Abstract
The CXCR4 and Nrf2 signaling pathways are abnormally activated in response to cellular stress in various types of human cancers. In this study, we examined the expression of CXCR4 and Nrf2 in colorectal cancer (CRC) tissue specimens and investigated their correlation with patient clinicopathologic characteristics. We determined CXCR4 and Nrf2 expression in 76 CRC tissue specimens and paired normal tissue specimens by immunohistochemistry and real-time PCR. We found that the protein and mRNA transcript levels of CXCR4 were significantly higher in CRC tissue specimens than in paired normal tissues, while the expressions of Nrf2 protein and mRNA were increased in CRC tissues compared to distant non-cancerous tissues. High expression level of CXCR4 was positively correlated with poorly differentiated (P = 0.031), more advanced tumor-node-metastasis (TNM) stage (P = 0.019), lymph node metastasis (P = 0.007) and distant metastasis (P = 0.018). However, the expression of Nrf2 protein was positively correlated with larger tumor size (P = 0.049), more advanced TNM stage (P = 0.013), lymph node metastasis (P = 0.016) and distant metastasis (P = 0.023). Moreover, there was a strong relationship between CXCR4 and Nrf2 expression in CRC tissues, indicating that high Nrf2 expression may contribute to CXCR4 overexpression. In addition, combined expression of CXCR4 and Nrf2 strongly correlated with lymph node metastasis and distant metastasis (P = 0.003). Furthermore, we found that combined high expression of CXCR4 and Nrf2 had stronger correlation with lymph node metastasis and distant metastasis than any single molecule did. This study indicated that the abnormal expression of CXCR4 and Nrf2 contributed to the progression of CRC.
Keywords: CXCR4, Nrf2, colorectal cancer, biomarker
INTRODUCTION
Colorectal cancer (CRC) is one of the most prevalent malignancies and the third leading cause of cancer-related death worldwide. The 5-year survival rate is 90% for patients with local CRC, which decreases to 12% for patients with distant metastasis[1]. At present, besides radical surgery, adjuvant therapies such as chemotherapy and targeted therapy have been widely used. However, there has been no breakthrough in the control of CRC once it develops extra lymph node metastasis, and most patients with CRC develop liver metastasis either synchronously or metachronously[2],[3]. Therefore, it is necessary to identify factors involved in colon cancer metastasis.
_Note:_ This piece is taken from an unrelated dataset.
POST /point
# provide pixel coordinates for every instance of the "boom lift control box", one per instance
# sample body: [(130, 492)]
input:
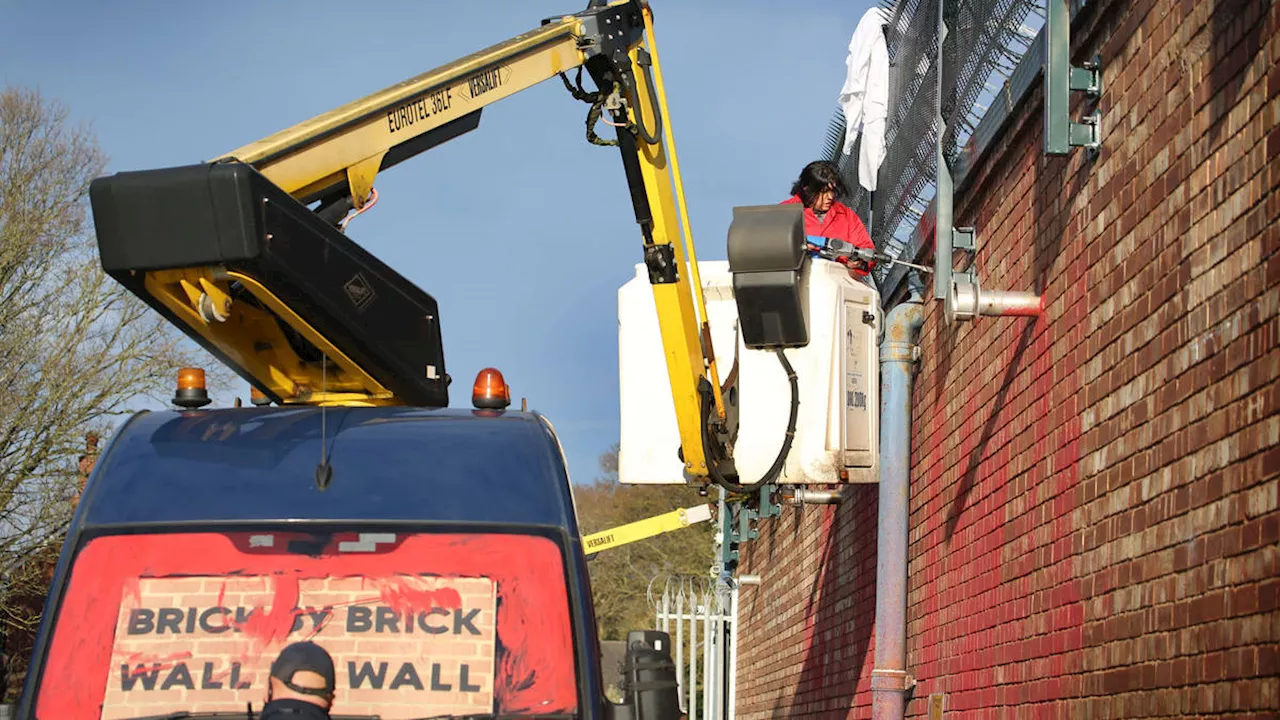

According to the “homing” theory, chemokines are able to chemoattract tumor cells into target tissues[4]. Recent studies have highlighted the role of chemokines and their receptors in cancer metastasis[5]. CXCR4, a seven-transmembrane G protein-coupled receptor (GPCR), is the receptor of stromal cell-derived factor (SDF-1), which plays an important role in embryonic development, immune and inflammatory response, HIV infection, directional regulation of hematopoiesis, angiogenesis, and migration of metastatic tumor cells[6],[7]. It has been reported that CXCR4 is the most common chemokine receptor expressed in human tumors, such as breast cancer, lung cancer, pancreatic cancer, oral squamous cell carcinoma and ovarian cancer[8]–[13], and especially CRC, in which CXCR4 is essential for directional tumor metastasis[14]–[16].
Tumorigenesis is accompanied by various cellular stresses; more specifically, CRC cells have totally different phenotypes in response to cellular stress. Some colonies survive by adapting to the local tumor microenvironment while some escape from the primary lesion and become settlers, which is mainly responsible for metastases. Moreover, cellular stress has been reported to induce cellular factors that cause cell invasion and migration by regulating the SDF-1/CXCR4 signaling pathways directly[17],[18].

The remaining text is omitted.